Open graphener opened 1 month ago
One caveat to this is that, if you follow my recommendation above, then you can't actually give an app permission to be a VPN without starting the app itself. (This actually seems to be the case already. A VPN app obviously requires network permission plus the VPN privilege, wherein I think the latter is not reflected in Permission Manager because it's special for some reason.) This is OK but it implicitly requires that the internet be disconnected while the VPN is being set up for the first time, because otherwise all the traffic from your apps would not be redirected by the VPN until it was set up and connected.
If you're in the Owner profile, you can install an app directly into some other profile. Then you can transition to that profile. After some atypically high profile transition latency (presumably because those new apps are being copied), you will arrive in the target profile. Then if you go to Permission Manager, and you look at Network (or perhaps any other permission), it won't reflect the fact that the newly installed apps have that permission enabled. This won't change until you actually open the app.
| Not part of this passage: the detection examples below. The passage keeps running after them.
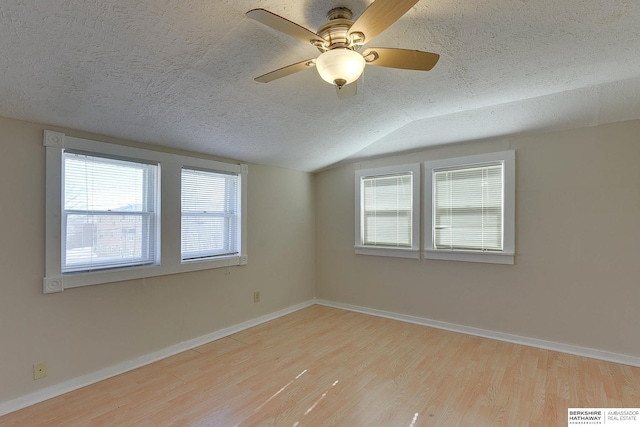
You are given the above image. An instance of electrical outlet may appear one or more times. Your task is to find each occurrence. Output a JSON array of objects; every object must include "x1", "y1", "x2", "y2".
[{"x1": 33, "y1": 362, "x2": 49, "y2": 380}]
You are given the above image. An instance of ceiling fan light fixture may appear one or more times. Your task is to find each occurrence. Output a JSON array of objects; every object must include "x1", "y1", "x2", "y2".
[{"x1": 316, "y1": 48, "x2": 365, "y2": 87}]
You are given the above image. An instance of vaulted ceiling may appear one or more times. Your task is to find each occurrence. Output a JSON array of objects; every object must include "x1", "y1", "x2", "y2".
[{"x1": 0, "y1": 0, "x2": 640, "y2": 171}]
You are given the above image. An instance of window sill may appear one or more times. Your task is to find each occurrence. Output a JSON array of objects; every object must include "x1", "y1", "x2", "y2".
[
  {"x1": 355, "y1": 246, "x2": 420, "y2": 259},
  {"x1": 44, "y1": 255, "x2": 242, "y2": 294},
  {"x1": 422, "y1": 249, "x2": 514, "y2": 265}
]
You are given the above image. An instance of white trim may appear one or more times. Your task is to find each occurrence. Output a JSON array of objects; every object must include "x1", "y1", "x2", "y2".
[
  {"x1": 423, "y1": 249, "x2": 514, "y2": 265},
  {"x1": 315, "y1": 299, "x2": 640, "y2": 367},
  {"x1": 0, "y1": 300, "x2": 315, "y2": 416},
  {"x1": 43, "y1": 130, "x2": 249, "y2": 293},
  {"x1": 422, "y1": 150, "x2": 516, "y2": 264},
  {"x1": 355, "y1": 246, "x2": 420, "y2": 259},
  {"x1": 354, "y1": 163, "x2": 422, "y2": 259}
]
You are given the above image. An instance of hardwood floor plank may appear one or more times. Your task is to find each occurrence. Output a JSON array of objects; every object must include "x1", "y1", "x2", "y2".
[{"x1": 0, "y1": 306, "x2": 640, "y2": 427}]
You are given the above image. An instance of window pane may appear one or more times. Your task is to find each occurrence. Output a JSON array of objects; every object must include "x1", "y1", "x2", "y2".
[
  {"x1": 65, "y1": 214, "x2": 152, "y2": 271},
  {"x1": 434, "y1": 164, "x2": 503, "y2": 251},
  {"x1": 62, "y1": 152, "x2": 158, "y2": 272},
  {"x1": 362, "y1": 173, "x2": 413, "y2": 247},
  {"x1": 181, "y1": 168, "x2": 239, "y2": 261}
]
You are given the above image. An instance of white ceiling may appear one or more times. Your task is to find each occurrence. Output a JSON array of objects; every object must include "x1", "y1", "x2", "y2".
[{"x1": 0, "y1": 0, "x2": 640, "y2": 171}]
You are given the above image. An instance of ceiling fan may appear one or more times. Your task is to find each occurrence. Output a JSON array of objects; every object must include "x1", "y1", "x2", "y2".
[{"x1": 247, "y1": 0, "x2": 440, "y2": 98}]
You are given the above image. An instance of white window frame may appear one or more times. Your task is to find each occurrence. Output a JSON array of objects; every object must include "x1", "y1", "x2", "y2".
[
  {"x1": 43, "y1": 130, "x2": 249, "y2": 293},
  {"x1": 354, "y1": 163, "x2": 421, "y2": 259},
  {"x1": 422, "y1": 150, "x2": 516, "y2": 264},
  {"x1": 180, "y1": 166, "x2": 242, "y2": 263}
]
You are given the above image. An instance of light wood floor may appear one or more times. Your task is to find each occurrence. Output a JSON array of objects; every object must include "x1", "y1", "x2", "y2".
[{"x1": 0, "y1": 305, "x2": 640, "y2": 427}]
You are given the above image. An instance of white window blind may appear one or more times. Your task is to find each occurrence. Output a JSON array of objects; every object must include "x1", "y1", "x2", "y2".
[
  {"x1": 433, "y1": 163, "x2": 504, "y2": 251},
  {"x1": 62, "y1": 151, "x2": 158, "y2": 272},
  {"x1": 181, "y1": 168, "x2": 239, "y2": 261},
  {"x1": 361, "y1": 173, "x2": 413, "y2": 248}
]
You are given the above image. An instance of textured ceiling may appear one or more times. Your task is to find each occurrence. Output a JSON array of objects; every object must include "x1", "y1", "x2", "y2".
[{"x1": 0, "y1": 0, "x2": 640, "y2": 171}]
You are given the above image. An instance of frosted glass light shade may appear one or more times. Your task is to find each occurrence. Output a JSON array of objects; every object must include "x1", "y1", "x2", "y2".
[{"x1": 316, "y1": 48, "x2": 365, "y2": 86}]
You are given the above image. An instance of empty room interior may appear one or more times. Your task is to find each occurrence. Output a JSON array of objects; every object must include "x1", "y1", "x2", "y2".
[{"x1": 0, "y1": 0, "x2": 640, "y2": 427}]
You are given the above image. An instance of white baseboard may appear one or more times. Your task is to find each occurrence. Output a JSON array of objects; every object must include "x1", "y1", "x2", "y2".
[
  {"x1": 0, "y1": 300, "x2": 315, "y2": 416},
  {"x1": 315, "y1": 299, "x2": 640, "y2": 367}
]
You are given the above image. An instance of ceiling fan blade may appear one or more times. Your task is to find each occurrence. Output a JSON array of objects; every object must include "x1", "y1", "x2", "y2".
[
  {"x1": 247, "y1": 9, "x2": 325, "y2": 44},
  {"x1": 349, "y1": 0, "x2": 418, "y2": 44},
  {"x1": 336, "y1": 80, "x2": 358, "y2": 100},
  {"x1": 362, "y1": 47, "x2": 440, "y2": 71},
  {"x1": 255, "y1": 58, "x2": 316, "y2": 83}
]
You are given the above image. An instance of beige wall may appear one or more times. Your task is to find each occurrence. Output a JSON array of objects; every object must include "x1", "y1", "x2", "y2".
[
  {"x1": 0, "y1": 118, "x2": 315, "y2": 402},
  {"x1": 316, "y1": 121, "x2": 640, "y2": 356}
]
The fix would be to ensure that Permission Manager reflects all existing and newly installed apps, regardless of whether or not they've ever been opened. (Perhaps this applies to newly installed apps in the Owner profile too.) I don't expect it to update the list in real time (and it probably shouldn't) but it should be accurate at the moment I display it. (Obviously Owner can contain images of apps that aren't actually installed in Owner itself but are installed in other profiles. In this case, they wouldn't appear in Owner's Permission Manager, but they would appear in other profiles' Permission Managers.)
Moreover, it's scary that newly installed apps get automatic privileges, especially networking. This should be only upon opening the app and the user agreeing to grant the permission.